“There are the last of your missiles, Imad.”

“Thank you, General.” The colonel smiled and nodded toward the airport perimeter. “Now, with God’s blessing and some hard work, my men and I will have all of our batteries in position by nightfall.”

Akhavi followed the younger man’s nod, squinting into the sunlight sparkling off the blue Gulf waters. There, silhouetted against the ships crowding Bushehr’s waterfront, he could just make out the low, tracked shape of an SA-6 SAM.

A tiny, ill-dressed man stopped him on the way out the launcher. Soldiers and technicians were busy piling sandbags around the vehicle and stringing camouflage netting over it. More men were occupied elsewhere around the field, digging in towed antiaircraft guns and building missile and ammunition storage bunkers.

The logistician breathed a little easier. Each load of military supplies ferried in by coast freighter, train, truck, or aircraft had made the little port city a more inviting target for a preemptive strike. Now, as General Taleh’s plans took final shape, Bushehr’s own defences were at last being strengthened.

Operation NEMESIS planning cell, Fort Bragg, North Carolina

Colonel Peter Thorn was practically hip-deep in maps, satellite photographs of Tehran, and intelligence reports when one of the senior sergeants assigned to his planning cell looked in the door of his temporary office. “Sir, Major General Farrell is on secure line one.”

“Thanks, Hal.” Thorn dumped the pile of papers in his hand to one side and grabbed the phone. The JSOC commander was still in Washington, shepherding events there while he ran things at this end. “Thorn here.”

Farrell didn’t waste any time. “NEMESIS is a go, Pete. The President signed off this morning after seeing your preliminary ops plan.
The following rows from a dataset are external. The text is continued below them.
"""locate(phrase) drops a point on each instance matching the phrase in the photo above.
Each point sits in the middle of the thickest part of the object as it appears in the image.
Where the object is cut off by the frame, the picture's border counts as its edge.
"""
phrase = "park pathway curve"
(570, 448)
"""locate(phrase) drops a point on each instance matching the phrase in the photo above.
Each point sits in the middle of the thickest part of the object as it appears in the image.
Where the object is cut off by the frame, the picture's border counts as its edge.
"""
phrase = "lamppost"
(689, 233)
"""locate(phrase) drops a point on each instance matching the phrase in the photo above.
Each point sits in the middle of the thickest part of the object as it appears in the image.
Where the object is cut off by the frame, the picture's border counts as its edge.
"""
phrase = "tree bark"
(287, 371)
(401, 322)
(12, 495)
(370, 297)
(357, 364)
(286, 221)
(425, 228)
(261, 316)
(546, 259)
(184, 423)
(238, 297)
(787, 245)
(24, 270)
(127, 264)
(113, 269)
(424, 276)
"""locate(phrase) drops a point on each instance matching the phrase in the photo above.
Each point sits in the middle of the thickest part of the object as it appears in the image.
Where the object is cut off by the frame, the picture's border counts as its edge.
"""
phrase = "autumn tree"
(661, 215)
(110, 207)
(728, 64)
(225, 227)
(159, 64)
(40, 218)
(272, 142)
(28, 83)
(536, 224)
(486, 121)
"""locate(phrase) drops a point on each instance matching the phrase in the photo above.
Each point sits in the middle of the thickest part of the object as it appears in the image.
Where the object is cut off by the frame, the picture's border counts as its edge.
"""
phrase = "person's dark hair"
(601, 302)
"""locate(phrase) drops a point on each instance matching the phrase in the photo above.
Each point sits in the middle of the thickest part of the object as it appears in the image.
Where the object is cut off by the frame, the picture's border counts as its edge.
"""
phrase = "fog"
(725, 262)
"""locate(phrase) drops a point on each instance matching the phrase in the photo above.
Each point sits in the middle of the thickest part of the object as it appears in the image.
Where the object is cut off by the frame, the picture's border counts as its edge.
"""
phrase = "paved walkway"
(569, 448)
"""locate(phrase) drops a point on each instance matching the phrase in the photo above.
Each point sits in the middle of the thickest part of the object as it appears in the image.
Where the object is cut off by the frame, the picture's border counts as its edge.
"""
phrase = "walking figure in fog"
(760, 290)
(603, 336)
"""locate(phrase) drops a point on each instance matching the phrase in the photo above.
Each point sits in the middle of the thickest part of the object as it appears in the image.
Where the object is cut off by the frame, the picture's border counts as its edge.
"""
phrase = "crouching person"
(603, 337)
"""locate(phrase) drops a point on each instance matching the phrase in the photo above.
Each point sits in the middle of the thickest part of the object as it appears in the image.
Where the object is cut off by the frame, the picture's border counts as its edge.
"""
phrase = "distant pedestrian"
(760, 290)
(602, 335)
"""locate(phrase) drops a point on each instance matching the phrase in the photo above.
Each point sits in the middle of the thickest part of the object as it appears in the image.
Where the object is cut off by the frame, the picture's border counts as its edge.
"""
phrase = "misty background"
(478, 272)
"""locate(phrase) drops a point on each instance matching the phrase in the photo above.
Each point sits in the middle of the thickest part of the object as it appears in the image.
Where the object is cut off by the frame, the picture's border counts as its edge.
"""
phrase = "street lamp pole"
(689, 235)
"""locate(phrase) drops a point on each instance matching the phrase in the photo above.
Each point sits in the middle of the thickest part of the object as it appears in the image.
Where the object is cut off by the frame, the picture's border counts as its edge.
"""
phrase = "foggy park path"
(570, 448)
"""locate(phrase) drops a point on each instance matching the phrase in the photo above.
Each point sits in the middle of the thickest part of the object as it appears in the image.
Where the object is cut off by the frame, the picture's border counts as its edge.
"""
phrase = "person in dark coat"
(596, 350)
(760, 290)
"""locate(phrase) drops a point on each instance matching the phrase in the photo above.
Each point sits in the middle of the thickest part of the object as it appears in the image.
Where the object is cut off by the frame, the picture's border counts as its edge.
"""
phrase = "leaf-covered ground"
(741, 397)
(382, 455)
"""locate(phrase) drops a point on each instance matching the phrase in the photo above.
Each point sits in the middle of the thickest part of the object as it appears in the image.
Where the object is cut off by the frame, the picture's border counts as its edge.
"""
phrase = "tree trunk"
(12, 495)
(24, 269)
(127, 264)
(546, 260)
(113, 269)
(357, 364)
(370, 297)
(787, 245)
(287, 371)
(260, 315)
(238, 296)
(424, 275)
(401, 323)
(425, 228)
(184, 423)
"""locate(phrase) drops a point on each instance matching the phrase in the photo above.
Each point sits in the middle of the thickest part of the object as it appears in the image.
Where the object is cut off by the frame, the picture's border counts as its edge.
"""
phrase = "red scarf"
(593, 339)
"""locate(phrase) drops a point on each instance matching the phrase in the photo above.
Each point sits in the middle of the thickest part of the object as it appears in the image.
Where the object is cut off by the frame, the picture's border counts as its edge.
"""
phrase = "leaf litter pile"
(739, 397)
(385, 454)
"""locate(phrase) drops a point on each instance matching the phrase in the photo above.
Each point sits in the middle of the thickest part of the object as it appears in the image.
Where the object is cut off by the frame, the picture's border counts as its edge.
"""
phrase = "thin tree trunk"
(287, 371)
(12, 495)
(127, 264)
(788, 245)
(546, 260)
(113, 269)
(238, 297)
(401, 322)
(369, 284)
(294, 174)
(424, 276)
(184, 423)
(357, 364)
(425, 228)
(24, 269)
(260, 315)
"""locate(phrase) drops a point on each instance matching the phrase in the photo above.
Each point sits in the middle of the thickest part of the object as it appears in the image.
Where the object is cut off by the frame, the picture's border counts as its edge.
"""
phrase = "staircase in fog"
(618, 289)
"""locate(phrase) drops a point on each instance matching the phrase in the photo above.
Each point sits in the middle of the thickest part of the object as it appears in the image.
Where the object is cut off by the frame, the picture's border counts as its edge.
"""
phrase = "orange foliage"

He also confirmed you as mission commander.”

Thorn relaxed slightly. NEMESIS was his plan to kill Taleh. “Thank you, sir.”

Farrell snorted. “You ought to thank me. I’ve had Bill Henderson and the other guys in my face ever since they heard the news.” “Sorry about that,” Thorn said without much real remorse.

He wasn’t surprised by his peers’ reaction. In the normal course of events, Hendewn or one of the other Delta Force squadron commanders would have been selected to lead the raiding force.

Certainly, no one would have expected command to fall to a staff officer even one who was a Delta veteran with a sterling combat record. But he had been prepared to pull every string and use every chit accumulated over his career to wangle this assignment. In the end, Farrell had agreed to give him the job for two very good reasons. First, he knew the territory and Taleh’s mind and personality better than any other officer in the U.S. Army. Second, the NEMESIS force would, of necessity, be a mixed outfit one hastily drawn from the existing Delta Force squadrons. Given the limited time available, that was the only way to create a team with the needed language and combat skills. Besides, if NEMESIS failed to stop Taleh’s planned invasion, Farrell’s other officers would have more than enough bloody work for their own skilled hands.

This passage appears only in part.